Tampaknya, upaya mengubah atau menyempurnaan terjemahan Quran ke dalam bahasa Indonesi, bukan saja butuh waktu tapi juga sosok para penerjemah dan ulama yang mumpuni.

Dalam sejarahnya, quran dari Kementerian Agama yang saat ini beredar diterjemaahkan 10 ulama pada masanya yaitu, Prof. T.M. HAsbi Ashsidiqi, Prof.H.Bustami A. Gani, Prof.H. Muchtar Jahja, Prof.H.M.Mukti Ali, Drs.
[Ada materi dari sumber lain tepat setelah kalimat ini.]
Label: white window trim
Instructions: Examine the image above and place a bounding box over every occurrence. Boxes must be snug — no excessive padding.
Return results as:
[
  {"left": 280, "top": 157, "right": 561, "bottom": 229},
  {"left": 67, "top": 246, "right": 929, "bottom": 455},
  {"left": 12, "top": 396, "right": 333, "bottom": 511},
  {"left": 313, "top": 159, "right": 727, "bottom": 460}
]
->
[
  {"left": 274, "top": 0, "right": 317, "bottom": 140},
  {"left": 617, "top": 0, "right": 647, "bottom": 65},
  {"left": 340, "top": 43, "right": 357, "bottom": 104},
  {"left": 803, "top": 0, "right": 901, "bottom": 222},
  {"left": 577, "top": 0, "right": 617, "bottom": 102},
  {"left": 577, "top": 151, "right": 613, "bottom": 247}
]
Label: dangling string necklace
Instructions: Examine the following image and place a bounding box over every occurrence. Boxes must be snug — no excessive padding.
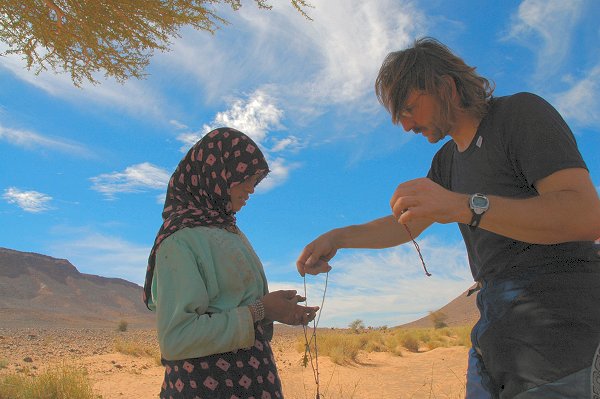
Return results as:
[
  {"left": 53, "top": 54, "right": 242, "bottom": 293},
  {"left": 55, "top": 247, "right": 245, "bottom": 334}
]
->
[
  {"left": 302, "top": 272, "right": 329, "bottom": 399},
  {"left": 302, "top": 228, "right": 431, "bottom": 399},
  {"left": 403, "top": 224, "right": 431, "bottom": 277}
]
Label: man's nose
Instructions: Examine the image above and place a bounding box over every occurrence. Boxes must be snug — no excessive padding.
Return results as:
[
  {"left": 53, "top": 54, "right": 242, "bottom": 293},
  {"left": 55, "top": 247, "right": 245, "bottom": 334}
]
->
[{"left": 400, "top": 116, "right": 415, "bottom": 132}]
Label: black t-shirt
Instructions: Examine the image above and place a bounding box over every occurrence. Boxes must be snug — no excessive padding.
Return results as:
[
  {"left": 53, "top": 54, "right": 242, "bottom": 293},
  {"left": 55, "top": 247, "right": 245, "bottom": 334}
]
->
[{"left": 428, "top": 93, "right": 600, "bottom": 280}]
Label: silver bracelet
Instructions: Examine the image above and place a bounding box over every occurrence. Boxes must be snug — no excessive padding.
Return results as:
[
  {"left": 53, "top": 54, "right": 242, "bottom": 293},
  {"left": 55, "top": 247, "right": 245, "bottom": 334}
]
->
[{"left": 248, "top": 299, "right": 265, "bottom": 322}]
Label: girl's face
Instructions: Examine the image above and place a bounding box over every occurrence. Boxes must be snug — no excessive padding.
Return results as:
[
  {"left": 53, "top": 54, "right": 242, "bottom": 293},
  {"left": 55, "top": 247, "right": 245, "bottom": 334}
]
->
[{"left": 229, "top": 174, "right": 260, "bottom": 212}]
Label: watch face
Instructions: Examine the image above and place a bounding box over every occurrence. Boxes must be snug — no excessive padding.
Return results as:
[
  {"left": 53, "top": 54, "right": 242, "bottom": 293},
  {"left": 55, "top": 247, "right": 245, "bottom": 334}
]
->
[{"left": 472, "top": 197, "right": 488, "bottom": 208}]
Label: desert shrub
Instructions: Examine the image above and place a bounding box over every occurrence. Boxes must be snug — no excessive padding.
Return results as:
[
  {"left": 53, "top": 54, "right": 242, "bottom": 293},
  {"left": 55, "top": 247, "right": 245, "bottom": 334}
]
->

Kamal Muchtar, H.GAzali Thaib, KH.A.Musaddad, KH.Ali Maksum, dan Drs.Busjairi Madjidi.

Proses penerjemahan memakan waktu selama 8 tahun, sesuai Surat keputusan Menteri Agama No.26 tahun 1967, melalui Yayasan Penerjemah/Pentafsir Al-quran yang diketuai oleh Prof.Dr.R.H.A.Soenarjo S.H, yang juga rektor IAIN Sunan Kalijaga, Yogyakarta.

Proses penerjemahan Quran oleh Kementerian Agama kala itu, masuk sebagai bagian dari Pola I Pembangunan Semesta Berencana, sesuai keputusan MPR. Karena itu, pencetakan quran menjadi bagian dari Repelita (Rencana Pembangunan LIma Tahun), yakni rencana pembangunan di era Orde Baru yang benar-berna terencana.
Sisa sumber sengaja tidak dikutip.